BがCに勝って2連勝すると、Bの優勝です。
【パターン③】
○ A-B ●
○ C-A ●
○ B-C ●
○ B-A ●
→Bが優勝
Aが勝った場合は、またCが登場し……、と2連勝する力士が出てこない場合は延々とループすることになります。
スポンサーリンク優勝決定巴戦一覧(幕内)
太字力士が優勝。
1956年3月
12勝3敗 若ノ花(大関)、朝汐(関脇)、若羽黒(前15)
○若ノ花 | 叩き込み | ●若羽黒 |
○朝汐 | 寄り倒し | ●若ノ花 |
○朝汐 | 寄り切り | ●若羽黒 |
【パターン②】
3敗で並んでいた3力士が千秋楽に白星をあげ巴戦に。
3力士全員が初優勝をかけて臨みました。
巴戦を制した朝汐は優勝するとは思ってもいなかったので紋付きなど用意しておらず、廻し姿のままで優勝パレードしました。
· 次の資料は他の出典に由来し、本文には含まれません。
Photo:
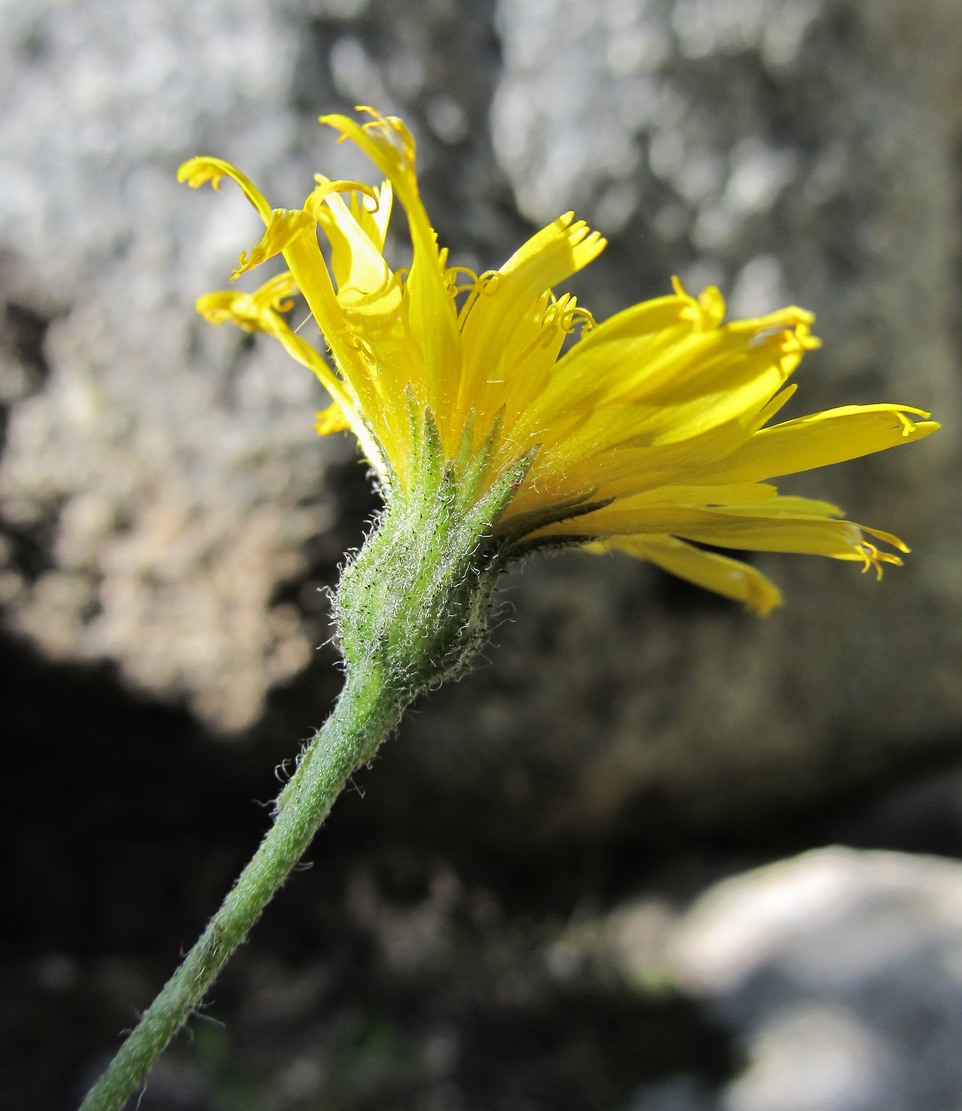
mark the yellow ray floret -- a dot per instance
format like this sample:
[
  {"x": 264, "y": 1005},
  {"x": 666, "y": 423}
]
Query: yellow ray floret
[{"x": 650, "y": 432}]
2番とも立ち合いの変化だった若ノ花は、翌5月場所で平幕の大晃との優勝決定戦を制し初優勝。
1961年9月
12勝3敗 大鵬(大関)、柏戸(大関)、明武谷(前4)
○柏戸 | 寄り切り | ●明武谷 |
○大鵬 | 打っ棄り | ●柏戸 |
○大鵬 | 寄り倒し | ●明武谷 |
【パターン②】
3敗の3人が千秋楽にそろって勝ち巴戦に。
巴戦を制し2連覇となった大鵬は、場所後に柏戸とともに横綱に昇進。
大鵬が柏戸をうっちゃった一番は、大鵬と柏戸が取り上げられる番組で必ずVTRが流されます。
1965年9月
12勝3敗 佐田の山(横綱)、柏戸(横綱)、明武谷(前5)
○柏戸 | 寄り切り | ●明武谷 |
○柏戸 | 寄り切り | ●佐田の山 |
【パターン①】
柏戸と明武谷が3敗を守ったあと、3敗同士の大鵬-佐田の山に勝った佐田の山が巴戦に進出。
柏戸は涙の全勝優勝以来、3度目の優勝。
明武谷は2回優勝決定戦に進出しましたが、2回とも巴戦でした。
1990年3月
13勝2敗 北勝海(横綱)、小錦(大関)、霧島(関脇)
○小錦 | 寄り切り | ●北勝海 |
○霧島 | 寄り切り | ●小錦 |
○北勝海 | 押し出し | ●霧島 |
○北勝海 | 下手投げ | ●小錦 |
【パターン③】
2敗で並んでいた3人が、千秋楽にそろって白星をあげて巴戦に。
初めて4戦目までいった巴戦。北勝海は史上初めて巴戦の初戦に敗れながら優勝。
霧島が場所後に大関昇進。
1993年7月
13勝2敗 曙(横綱)、貴ノ花(大関)、若ノ花(関脇)
○曙 | 押し倒し | ●若ノ花 |
○曙 | 寄り倒し | ●貴ノ花 |
【パターン①】
2敗の貴ノ花が結びの一番で1敗の曙を倒し巴戦に。
若貴兄弟対決の期待が館内に高まりましたが、曙が横綱の意地をみせて連勝し兄弟対決は1995年11月場所まで持ち越し。
若ノ花は本割で小錦と大相撲を取った疲れが響いたか。
1994年3月
12勝3敗 曙(横綱)、貴ノ浪(大関)、貴闘力(前12)
○貴ノ浪 | 叩き込み | ●貴闘力 |
○曙 | 突き倒し | ●貴ノ浪 |
○曙 | 押し倒し | ●貴闘力 |
【パターン②】
貴闘力と貴ノ浪が勝って3敗を守ると、3敗同士の曙-貴ノ花を制した曙が巴戦に。
貴ノ浪と貴闘力は同部屋対決。
1996年11月
11勝4敗(5人) 曙(横綱)、若乃花(大関)、武蔵丸(大関)、貴ノ浪(大関)、魁皇(関脇)
予○武蔵丸(寄り倒し)●若乃花
予○貴ノ浪(掬い投げ)●魁皇
曙は不戦勝
○武蔵丸 | 寄り切り | ●曙 |
○武蔵丸 | 寄り切り | ●貴ノ浪 |
【パターン①】
14日目を終わり3敗の若乃花と武蔵丸を4敗の曙、貴ノ浪、魁皇が追う展開。
千秋楽、4敗の魁皇が勝ったあと、3敗の武蔵丸が貴ノ浪に、若乃花が曙に敗れて4敗で5人が並び優勝決定戦に。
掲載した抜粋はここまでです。